Ces inégalités dont on ne parle jamais
Publié : 24 avr. 2006
ARTICLE DE MARIANNE
N°470 du 22 avril au 28 avril 2006
C'est à vous, les égaux moins égaux que les autres, que
s'adressent ces lignes. Vous les trop gros, vous les mains moites, vous les blondasses bêtasses, les trop petits, les timides, les trop petits, les trop vieux ...Vous, nous, chacun à sa façon.
Ce mal-être qui fait marcher en canard le candidat dès qu'il entre dans la pièce pour l'entretien d'embauche, ce truc insidieux, qui écarte d'avance le prénomé Kevin ( trop populo) pour avantager François Xavier ( présumé bourgeois), ce regard qui juge l'obèse avant qu'il ait même ouvert la bouche.
Tout se passe comme si l'égalité de tous les citoyens, devant la loi, garantie par la constitution ne suffisait plus à cerner les rancoeurs et les souffrances qui ressortent chaque fois qu'on écoute les gens.

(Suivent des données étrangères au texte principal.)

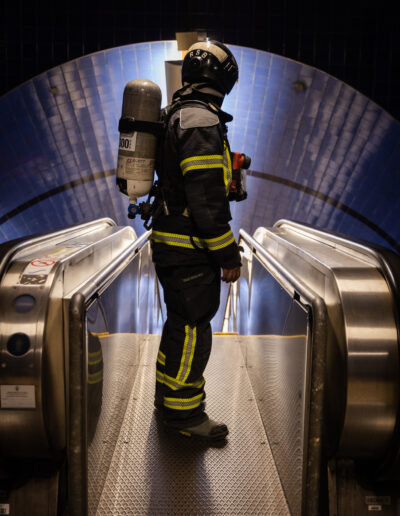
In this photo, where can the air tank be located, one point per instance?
(138, 141)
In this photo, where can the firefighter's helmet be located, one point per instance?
(210, 61)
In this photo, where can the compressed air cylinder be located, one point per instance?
(137, 148)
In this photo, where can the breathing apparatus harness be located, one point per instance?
(156, 202)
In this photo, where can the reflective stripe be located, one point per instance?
(187, 354)
(175, 385)
(95, 377)
(161, 358)
(176, 240)
(218, 52)
(94, 362)
(200, 162)
(183, 403)
(227, 168)
(212, 244)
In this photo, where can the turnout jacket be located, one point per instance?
(195, 174)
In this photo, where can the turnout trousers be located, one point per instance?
(192, 296)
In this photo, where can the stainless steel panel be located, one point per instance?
(276, 350)
(363, 368)
(46, 271)
(153, 473)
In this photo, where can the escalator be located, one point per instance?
(304, 371)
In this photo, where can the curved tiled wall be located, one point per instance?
(322, 153)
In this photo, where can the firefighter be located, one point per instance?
(192, 241)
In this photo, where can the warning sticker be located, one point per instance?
(36, 272)
(139, 169)
(127, 142)
(17, 396)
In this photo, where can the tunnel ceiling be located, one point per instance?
(321, 152)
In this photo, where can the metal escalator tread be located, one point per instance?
(154, 473)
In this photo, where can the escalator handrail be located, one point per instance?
(315, 460)
(104, 277)
(289, 282)
(373, 252)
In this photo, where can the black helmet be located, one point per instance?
(212, 62)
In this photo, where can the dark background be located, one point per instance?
(357, 41)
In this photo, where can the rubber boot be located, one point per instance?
(208, 430)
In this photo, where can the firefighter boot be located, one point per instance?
(208, 430)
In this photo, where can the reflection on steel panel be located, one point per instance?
(154, 473)
(315, 151)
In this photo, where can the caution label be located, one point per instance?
(17, 396)
(127, 142)
(36, 272)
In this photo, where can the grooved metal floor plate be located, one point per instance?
(153, 473)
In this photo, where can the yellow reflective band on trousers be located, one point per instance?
(173, 384)
(161, 358)
(201, 162)
(183, 403)
(212, 244)
(94, 358)
(187, 353)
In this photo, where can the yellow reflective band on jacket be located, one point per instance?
(227, 168)
(161, 358)
(201, 162)
(183, 403)
(212, 244)
(175, 385)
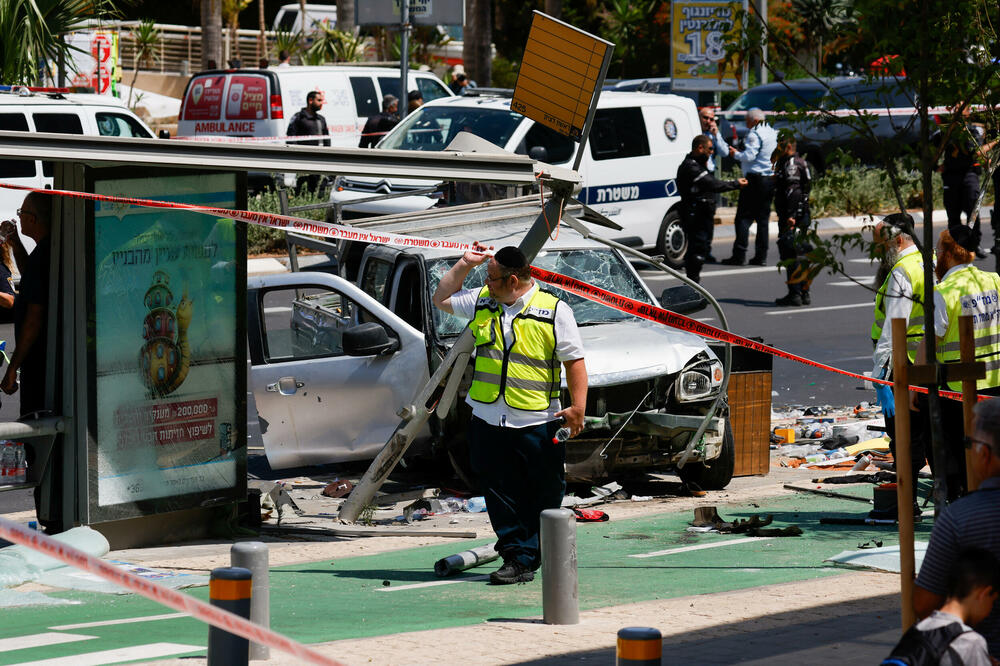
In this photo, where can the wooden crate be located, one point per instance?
(750, 415)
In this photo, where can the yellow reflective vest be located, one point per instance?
(527, 374)
(913, 266)
(970, 291)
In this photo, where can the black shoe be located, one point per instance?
(512, 572)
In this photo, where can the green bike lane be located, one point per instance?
(397, 591)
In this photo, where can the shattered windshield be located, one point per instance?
(603, 268)
(433, 127)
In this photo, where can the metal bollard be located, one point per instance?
(229, 588)
(560, 598)
(639, 646)
(252, 555)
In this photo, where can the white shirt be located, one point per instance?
(970, 646)
(898, 302)
(569, 347)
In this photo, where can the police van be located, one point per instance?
(58, 111)
(629, 166)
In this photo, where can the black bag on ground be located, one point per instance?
(925, 648)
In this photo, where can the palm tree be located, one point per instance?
(146, 38)
(30, 33)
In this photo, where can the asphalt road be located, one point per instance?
(834, 329)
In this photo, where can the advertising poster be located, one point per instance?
(166, 329)
(699, 48)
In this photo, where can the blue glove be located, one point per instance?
(885, 400)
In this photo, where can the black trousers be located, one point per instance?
(521, 472)
(698, 221)
(960, 194)
(792, 245)
(753, 207)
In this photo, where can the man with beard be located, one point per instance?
(963, 289)
(900, 296)
(697, 187)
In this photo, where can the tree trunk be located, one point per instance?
(345, 15)
(211, 34)
(478, 54)
(263, 28)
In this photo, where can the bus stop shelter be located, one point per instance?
(144, 435)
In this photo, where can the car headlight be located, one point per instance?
(700, 382)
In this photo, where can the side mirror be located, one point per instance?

Il y a des petites inégalités qui minent le destin de chacun.
La république la constitution et toutes les autorités de lutte contre les discriminations n'y peuvent rien.
En france, remarque le sociologue Jean françois amadieu, ces sujets sont tabous. Ce n'est pas chic, pas assez intellectuel, pas sérieux de parler de l'apparence des individus, de leur corps, de la destinée. En 2000, amadieu s'était même demandé s'il allait publier sous un pseudo son premier livre sur les apparences " le poids des apparences, beauté, amour, gloire " (odile jacob ). Six ans plus tard il recidive avec " les clefs du destin", où il traque avec une curiosité renouvellée les incontournables particularités qui handicapent ou, au contraire, favorisent chaque destinée.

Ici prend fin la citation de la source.